Ecosystem Processes in the Age of Antibiotics (134150)

Michael Strickland 1
  1. University of Idaho, Moscow, IDAHO, United States

In 1928, Alexander Fleming identified the antibiotic properties of penicillin. Since this discovery antibiotics have been a boon for human health as well as for agricultural livestock production. In fact, the latter utilizes 80% of the antibiotics produced in the United States, a staggering 33 million pounds a year. Most of these antibiotics and antibiotic derivatives ultimately enter the environment, leading to the assertion that no environment on earth is free from the influence of agricultural antibiotics. Despite this, little research has examined the environmental influence agricultural antibiotics are likely to have, for example, on microbial communities and the ecosystem processes they mediate. Here we demonstrate through a series of field- and laboratory-based studies, leveraging next-generation sequencing and stable isotope tracing, that antibiotics can dramatically alter microbial community composition and function. For instance, we show that antibiotics lead to increased abundance of antibiotic resistance genes and shifts in microbial community composition. Additionally, we find that microbial carbon-use efficiency is negatively impacted by exposure to antibiotics. This also leads to decreased ecosystem efficiency (i.e., more carbon is lost via respiration than is reattained within the system) and shifts in the entire food web (i.e., arthropod communities as well as microbial communities).

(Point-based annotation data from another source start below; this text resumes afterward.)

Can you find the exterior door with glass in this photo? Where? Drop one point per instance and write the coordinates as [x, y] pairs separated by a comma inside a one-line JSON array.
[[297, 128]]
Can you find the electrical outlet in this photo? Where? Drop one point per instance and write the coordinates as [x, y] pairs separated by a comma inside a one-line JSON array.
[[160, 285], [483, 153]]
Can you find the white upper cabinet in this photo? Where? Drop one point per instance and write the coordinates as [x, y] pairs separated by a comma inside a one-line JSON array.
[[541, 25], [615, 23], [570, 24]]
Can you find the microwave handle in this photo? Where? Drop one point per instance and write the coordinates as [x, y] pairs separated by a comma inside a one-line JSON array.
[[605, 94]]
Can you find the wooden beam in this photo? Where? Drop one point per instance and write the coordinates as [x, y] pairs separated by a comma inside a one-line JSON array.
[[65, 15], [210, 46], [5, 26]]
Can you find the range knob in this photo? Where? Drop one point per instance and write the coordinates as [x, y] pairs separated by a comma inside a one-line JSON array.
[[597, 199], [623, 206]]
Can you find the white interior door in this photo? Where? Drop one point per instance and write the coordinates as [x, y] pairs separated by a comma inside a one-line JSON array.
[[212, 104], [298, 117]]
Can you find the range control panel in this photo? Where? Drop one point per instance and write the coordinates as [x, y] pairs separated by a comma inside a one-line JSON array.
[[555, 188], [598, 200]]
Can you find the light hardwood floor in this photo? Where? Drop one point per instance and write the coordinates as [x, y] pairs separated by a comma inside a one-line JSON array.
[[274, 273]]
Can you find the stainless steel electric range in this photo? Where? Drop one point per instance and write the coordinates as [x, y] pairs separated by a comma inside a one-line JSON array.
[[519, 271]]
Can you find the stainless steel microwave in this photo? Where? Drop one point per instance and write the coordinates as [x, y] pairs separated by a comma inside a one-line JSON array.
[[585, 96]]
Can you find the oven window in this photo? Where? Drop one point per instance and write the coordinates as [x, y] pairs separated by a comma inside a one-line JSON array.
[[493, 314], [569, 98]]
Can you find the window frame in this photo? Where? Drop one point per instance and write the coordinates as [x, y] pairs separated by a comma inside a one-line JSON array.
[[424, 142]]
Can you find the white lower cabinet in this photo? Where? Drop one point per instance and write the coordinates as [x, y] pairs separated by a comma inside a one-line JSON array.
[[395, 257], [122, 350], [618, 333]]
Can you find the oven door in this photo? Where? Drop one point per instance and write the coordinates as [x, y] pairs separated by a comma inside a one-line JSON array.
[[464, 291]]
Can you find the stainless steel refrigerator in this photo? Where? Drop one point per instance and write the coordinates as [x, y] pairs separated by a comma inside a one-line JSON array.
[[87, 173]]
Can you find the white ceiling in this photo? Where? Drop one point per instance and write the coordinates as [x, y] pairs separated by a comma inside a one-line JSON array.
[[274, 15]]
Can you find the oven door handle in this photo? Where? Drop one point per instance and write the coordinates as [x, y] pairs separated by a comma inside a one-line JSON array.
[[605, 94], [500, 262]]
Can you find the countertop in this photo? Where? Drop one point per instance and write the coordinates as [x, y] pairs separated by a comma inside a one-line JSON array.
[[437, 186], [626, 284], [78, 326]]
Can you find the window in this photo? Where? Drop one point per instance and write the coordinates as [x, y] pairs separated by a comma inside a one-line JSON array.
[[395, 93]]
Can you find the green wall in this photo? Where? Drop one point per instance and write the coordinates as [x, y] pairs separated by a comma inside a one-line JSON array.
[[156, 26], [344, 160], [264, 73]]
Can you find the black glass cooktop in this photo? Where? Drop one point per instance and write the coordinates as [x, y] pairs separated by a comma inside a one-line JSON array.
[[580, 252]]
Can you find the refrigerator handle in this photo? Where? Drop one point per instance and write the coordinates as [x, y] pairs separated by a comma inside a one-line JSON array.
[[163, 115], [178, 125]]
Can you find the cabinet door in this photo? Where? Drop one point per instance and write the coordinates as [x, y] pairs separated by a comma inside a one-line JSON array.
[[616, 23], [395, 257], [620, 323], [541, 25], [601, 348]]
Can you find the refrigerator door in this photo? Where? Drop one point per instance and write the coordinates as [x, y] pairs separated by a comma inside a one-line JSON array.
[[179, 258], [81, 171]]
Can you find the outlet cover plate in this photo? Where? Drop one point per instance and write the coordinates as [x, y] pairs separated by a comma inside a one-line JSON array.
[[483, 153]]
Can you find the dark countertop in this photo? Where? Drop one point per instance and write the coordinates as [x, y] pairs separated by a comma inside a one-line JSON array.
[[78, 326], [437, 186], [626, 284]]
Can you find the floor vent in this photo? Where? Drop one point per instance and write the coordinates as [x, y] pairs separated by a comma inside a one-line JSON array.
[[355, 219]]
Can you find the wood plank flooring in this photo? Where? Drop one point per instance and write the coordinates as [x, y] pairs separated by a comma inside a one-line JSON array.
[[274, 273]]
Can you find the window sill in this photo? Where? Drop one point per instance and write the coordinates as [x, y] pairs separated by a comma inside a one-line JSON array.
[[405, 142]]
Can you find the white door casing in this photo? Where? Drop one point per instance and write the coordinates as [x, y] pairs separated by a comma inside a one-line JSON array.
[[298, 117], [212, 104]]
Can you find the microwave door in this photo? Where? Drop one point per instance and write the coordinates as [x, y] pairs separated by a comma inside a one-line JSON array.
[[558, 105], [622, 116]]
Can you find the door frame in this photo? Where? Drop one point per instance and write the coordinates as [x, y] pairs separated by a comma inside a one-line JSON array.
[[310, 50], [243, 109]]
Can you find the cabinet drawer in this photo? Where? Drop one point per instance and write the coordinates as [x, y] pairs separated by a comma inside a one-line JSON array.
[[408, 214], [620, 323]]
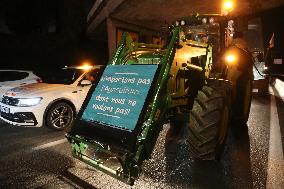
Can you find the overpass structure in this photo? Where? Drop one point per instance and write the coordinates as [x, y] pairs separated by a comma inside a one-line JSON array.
[[148, 18]]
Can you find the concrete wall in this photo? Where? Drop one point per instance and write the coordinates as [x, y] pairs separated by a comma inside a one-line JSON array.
[[145, 35]]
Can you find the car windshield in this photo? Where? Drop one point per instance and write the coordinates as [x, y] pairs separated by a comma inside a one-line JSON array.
[[63, 76]]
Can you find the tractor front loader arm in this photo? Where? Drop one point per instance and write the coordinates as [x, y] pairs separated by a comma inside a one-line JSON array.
[[106, 146]]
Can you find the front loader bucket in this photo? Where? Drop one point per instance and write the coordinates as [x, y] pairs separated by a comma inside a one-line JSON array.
[[122, 115]]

Furthermore, the impact of antibiotics on microbial communities can be exacerbated by other stressors, such as increasing temperature. This leads to more drastic changes in microbial community composition and network structure, and exposure to antibiotics may fundamentally shift the response of microbial communities to global change. In conclusion, antibiotics are an often under-appreciated and diffuse environmental contaminant, but antibiotics have the potential, even at low concentrations, to fundamentally alter microbial communities and ecosystem processes.